At the end of my tenure as dean, I spoke to some administrators who had been on the job for a short enough time to be able to still remember what it was like to be a faculty member and what thoughts they had then about the work they did now. One said that she had come to realize how narcissistic academics are: an academic, she mused, is focused entirely on the intellectual stock market and watches its rises and falls with an anxious and self-regarding eye. As an academic, you’re trying to get ahead; as an administrator, you’re trying “to make things happen for other people”; you’re “not advancing your own profile but advancing the institution, and you’re more service oriented.”

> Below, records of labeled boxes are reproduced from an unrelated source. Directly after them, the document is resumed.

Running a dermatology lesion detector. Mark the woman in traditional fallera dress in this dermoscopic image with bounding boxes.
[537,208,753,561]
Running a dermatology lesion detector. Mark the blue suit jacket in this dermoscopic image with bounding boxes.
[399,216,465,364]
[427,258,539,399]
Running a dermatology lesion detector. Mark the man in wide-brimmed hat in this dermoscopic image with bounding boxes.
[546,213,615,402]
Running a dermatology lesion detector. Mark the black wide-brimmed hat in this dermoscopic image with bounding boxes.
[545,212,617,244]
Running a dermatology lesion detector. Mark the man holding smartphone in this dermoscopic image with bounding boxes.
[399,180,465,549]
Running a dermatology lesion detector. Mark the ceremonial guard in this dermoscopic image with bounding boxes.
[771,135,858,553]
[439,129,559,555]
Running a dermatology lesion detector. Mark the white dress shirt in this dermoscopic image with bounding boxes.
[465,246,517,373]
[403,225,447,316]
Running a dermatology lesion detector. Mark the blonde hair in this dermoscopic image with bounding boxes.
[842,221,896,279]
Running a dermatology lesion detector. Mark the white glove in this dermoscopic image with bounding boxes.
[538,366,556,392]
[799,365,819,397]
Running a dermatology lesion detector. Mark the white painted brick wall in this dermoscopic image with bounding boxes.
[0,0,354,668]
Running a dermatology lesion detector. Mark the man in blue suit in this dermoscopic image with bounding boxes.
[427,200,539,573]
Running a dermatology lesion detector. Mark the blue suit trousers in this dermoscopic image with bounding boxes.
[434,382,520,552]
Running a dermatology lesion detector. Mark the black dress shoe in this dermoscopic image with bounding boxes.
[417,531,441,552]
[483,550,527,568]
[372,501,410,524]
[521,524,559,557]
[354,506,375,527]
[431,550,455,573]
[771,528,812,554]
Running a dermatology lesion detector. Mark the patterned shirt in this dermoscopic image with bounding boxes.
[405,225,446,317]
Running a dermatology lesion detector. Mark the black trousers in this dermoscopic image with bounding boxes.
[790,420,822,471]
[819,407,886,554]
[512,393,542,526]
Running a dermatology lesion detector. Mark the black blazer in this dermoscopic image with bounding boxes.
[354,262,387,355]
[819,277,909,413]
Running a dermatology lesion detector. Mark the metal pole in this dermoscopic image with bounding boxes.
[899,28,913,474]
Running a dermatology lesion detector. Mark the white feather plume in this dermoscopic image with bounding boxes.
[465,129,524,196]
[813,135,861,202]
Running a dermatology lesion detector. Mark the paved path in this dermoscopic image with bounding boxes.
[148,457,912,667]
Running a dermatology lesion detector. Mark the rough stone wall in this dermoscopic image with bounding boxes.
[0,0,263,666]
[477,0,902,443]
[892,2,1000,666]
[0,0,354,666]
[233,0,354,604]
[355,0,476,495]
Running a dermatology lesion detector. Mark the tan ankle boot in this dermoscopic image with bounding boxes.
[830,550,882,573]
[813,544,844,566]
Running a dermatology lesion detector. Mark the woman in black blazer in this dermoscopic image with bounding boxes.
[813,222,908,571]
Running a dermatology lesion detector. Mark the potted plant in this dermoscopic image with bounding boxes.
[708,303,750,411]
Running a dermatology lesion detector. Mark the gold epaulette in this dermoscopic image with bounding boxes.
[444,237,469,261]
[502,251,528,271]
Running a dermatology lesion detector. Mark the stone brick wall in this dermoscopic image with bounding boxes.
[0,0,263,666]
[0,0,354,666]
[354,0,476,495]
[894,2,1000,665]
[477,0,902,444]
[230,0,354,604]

A second new administrator reported that he finds faculty members “unbelievably parochial, selfish, and self-indulgent.” They believe that their time is their own even someone else is paying for it. They say things like “I don’t get paid for the summer.” They believe that they deserve everything and that if they are ever denied anything, it could only be because an evil administrator has commited a great injustice. Although they are employees of the university (and in public universities, of the state), they consider themselves independent contractors engaged fitfully in free-lance piecework. They have no idea of how comfortable life they lead.

Neither, said a third administrator recently up from the ranks, do they have tany idea of how a university operates. They seem proud of their parochialism and boast of their inabiltiy to access the many systems that hold the enterprise together. Ignorance of these matters is not a failing, but a badge of honor. Their first response to budget crises is to call for a cut in the administration, although, were the administrators to disappear, they wouldn’t be able to put one foot in front of another.

I note in passing that some of my colleagues who are most vocal in their disapproval for the NYU 2031 Plan, which provides for increased classroom space, are the first to complain when they get a basement classroom. Doesn’t it make a difference, they intone, that I am a senior professor …

Finally, the parochialism that administrator number three mentions above is a serious issue, as far as I’m concerned. In an article that appeared in the Guardian on the vote of no confidence, my colleague Andrew Ross is quoted as saying “Faculty had no say over whether we wanted to be a global university.” I’m not sure that’s true, but in any case, I, for one, am glad we are “global” rather than simply “local” or rather parochially local. Because I’ve been there and done that.

I started my teaching career at a university that was marked by parochialism.

NYU, circa. 1993. That’s the year in which Andrew and I were both hired at an institution languishing among the “also-rans” of US Research 1 universities.

I, for one, don’t miss that NYU at all. And I give John Sexton a lot of credit for the fact that NYU is now on the map of institutions that matter.